In response to the concept of land-use integration and creating micro-center around metro station in Beijing, this study extracted 23 quantitative indicators from public passenger flow, road network design, population density and land diversity to quantitatively analyze the built environment and travel characteristics of the non-motorized influence area based on multi-source big data. The connection characteristics of shared bicycles were taken into particular consideration. In order to compensate for the shortcomings of determining the influence range of metro stations by the traveler’s walking time, a classification model incorporating principal component analysis and K-means clustering was proposed to define the non-motorized influence area. Taking Beijing as an example, the study divided the metro stations into 4 clusters: inefficient connection-weak connectivity-residence oriented, efficient connection-high connectivity-balanced, efficient connection-weak connectivity-mixed, and efficient connection-high connectivity-work oriented. In order to verify the rationality of the clustering, the spatial auto-correlation was used to judge the spatial dependence of indicators. The results show that the spatial distributions of clusters 1, 3 and 4 do not differ significantly from the random model, while cluster 2 efficient connection-high connectivity-balanced stations has auto-correlation characteristics in space. Finally, based on the clustering results, the non-motorized influence areas of the metro stations were delineated as 2 000, 1 600, 1 600, and 1 700 m, respectively. The clarification of the non-motorized influence range of different metro station types can help urban planners determine the scope of micro-center construction and also lay the foundation for transport-oriented development of urban in the future.

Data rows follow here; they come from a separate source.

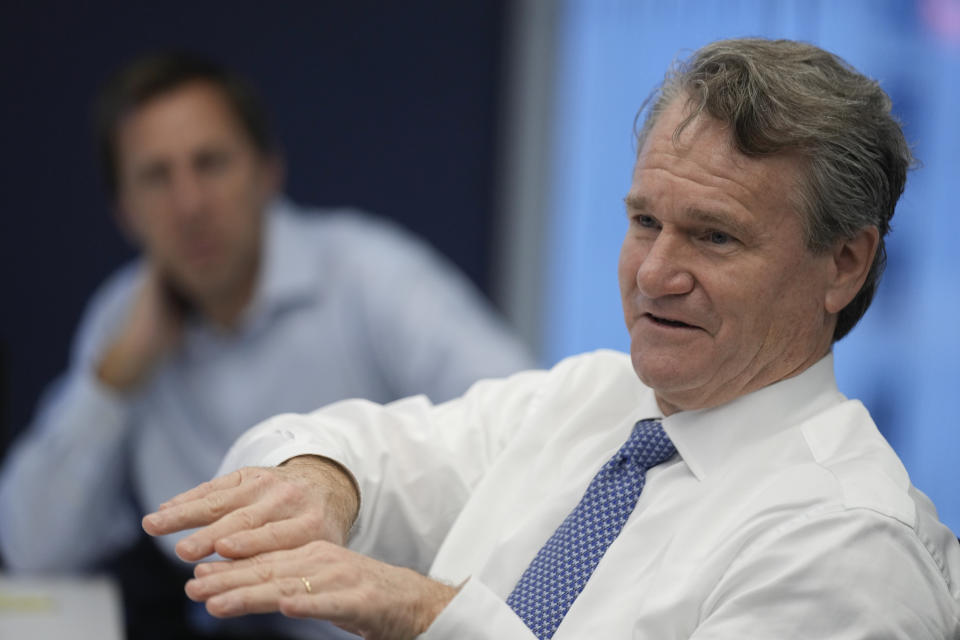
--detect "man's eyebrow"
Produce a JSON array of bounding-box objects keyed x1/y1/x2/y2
[
  {"x1": 623, "y1": 193, "x2": 650, "y2": 211},
  {"x1": 685, "y1": 208, "x2": 751, "y2": 238}
]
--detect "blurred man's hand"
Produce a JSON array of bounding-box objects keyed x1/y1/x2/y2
[{"x1": 97, "y1": 267, "x2": 185, "y2": 392}]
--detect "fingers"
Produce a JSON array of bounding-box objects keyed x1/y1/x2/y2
[
  {"x1": 157, "y1": 471, "x2": 243, "y2": 512},
  {"x1": 210, "y1": 512, "x2": 317, "y2": 558},
  {"x1": 141, "y1": 471, "x2": 243, "y2": 536}
]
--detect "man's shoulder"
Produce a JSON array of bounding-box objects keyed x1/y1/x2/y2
[
  {"x1": 532, "y1": 349, "x2": 647, "y2": 405},
  {"x1": 800, "y1": 400, "x2": 917, "y2": 527},
  {"x1": 277, "y1": 201, "x2": 428, "y2": 246}
]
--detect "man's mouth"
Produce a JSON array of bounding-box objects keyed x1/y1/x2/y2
[{"x1": 644, "y1": 313, "x2": 700, "y2": 329}]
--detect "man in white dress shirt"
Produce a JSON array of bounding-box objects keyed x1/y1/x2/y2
[{"x1": 144, "y1": 39, "x2": 960, "y2": 640}]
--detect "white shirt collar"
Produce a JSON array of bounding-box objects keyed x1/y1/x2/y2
[{"x1": 663, "y1": 352, "x2": 844, "y2": 480}]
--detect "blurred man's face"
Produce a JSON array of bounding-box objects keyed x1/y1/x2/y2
[
  {"x1": 619, "y1": 101, "x2": 834, "y2": 413},
  {"x1": 117, "y1": 81, "x2": 278, "y2": 306}
]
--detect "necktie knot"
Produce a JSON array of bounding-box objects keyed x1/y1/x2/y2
[
  {"x1": 618, "y1": 418, "x2": 677, "y2": 471},
  {"x1": 507, "y1": 418, "x2": 676, "y2": 640}
]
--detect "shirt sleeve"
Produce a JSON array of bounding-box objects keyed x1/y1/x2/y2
[
  {"x1": 346, "y1": 218, "x2": 534, "y2": 402},
  {"x1": 220, "y1": 371, "x2": 546, "y2": 573},
  {"x1": 691, "y1": 508, "x2": 960, "y2": 640},
  {"x1": 419, "y1": 578, "x2": 536, "y2": 640},
  {"x1": 0, "y1": 262, "x2": 144, "y2": 572}
]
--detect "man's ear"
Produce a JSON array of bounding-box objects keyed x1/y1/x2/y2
[{"x1": 825, "y1": 227, "x2": 880, "y2": 313}]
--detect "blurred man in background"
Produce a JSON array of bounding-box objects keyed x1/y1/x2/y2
[{"x1": 0, "y1": 54, "x2": 531, "y2": 640}]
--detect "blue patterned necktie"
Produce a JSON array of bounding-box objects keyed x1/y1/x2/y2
[{"x1": 507, "y1": 419, "x2": 676, "y2": 640}]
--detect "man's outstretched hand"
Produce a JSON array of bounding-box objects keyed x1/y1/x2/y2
[
  {"x1": 143, "y1": 456, "x2": 458, "y2": 640},
  {"x1": 143, "y1": 456, "x2": 360, "y2": 562},
  {"x1": 186, "y1": 542, "x2": 457, "y2": 640}
]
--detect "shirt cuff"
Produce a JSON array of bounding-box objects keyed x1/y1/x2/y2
[{"x1": 419, "y1": 578, "x2": 537, "y2": 640}]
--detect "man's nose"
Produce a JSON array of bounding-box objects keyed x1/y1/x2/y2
[
  {"x1": 170, "y1": 169, "x2": 205, "y2": 219},
  {"x1": 637, "y1": 231, "x2": 694, "y2": 298}
]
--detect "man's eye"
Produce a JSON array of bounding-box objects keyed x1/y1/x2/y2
[
  {"x1": 709, "y1": 231, "x2": 733, "y2": 244},
  {"x1": 196, "y1": 153, "x2": 230, "y2": 172},
  {"x1": 633, "y1": 214, "x2": 657, "y2": 229}
]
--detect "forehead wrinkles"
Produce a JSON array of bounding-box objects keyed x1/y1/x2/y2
[{"x1": 634, "y1": 114, "x2": 800, "y2": 224}]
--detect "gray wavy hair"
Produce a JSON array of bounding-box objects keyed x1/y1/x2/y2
[{"x1": 637, "y1": 38, "x2": 913, "y2": 341}]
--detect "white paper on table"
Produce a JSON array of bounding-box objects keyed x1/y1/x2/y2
[{"x1": 0, "y1": 575, "x2": 124, "y2": 640}]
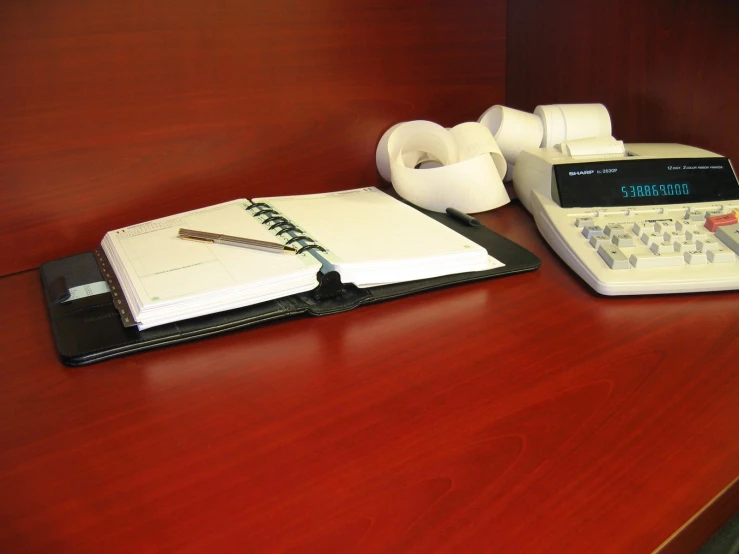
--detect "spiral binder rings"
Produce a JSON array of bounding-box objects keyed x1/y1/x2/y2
[{"x1": 40, "y1": 188, "x2": 540, "y2": 366}]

Key words: metro micro-center, influence factor, principal component analysis, K-means clustering, non-motorized travel influence area

CLC Number:

CHEN Tingzhao, CHEN Yanyan, WANG Zili, et al. Methods of Determining the Range of Non-motorized Travel Influence Area Under the Concept of “Metro Transit Micro-center”[J]. Journal of South China University of Technology(Natural Science Edition), 2022, 50(7): 56-65.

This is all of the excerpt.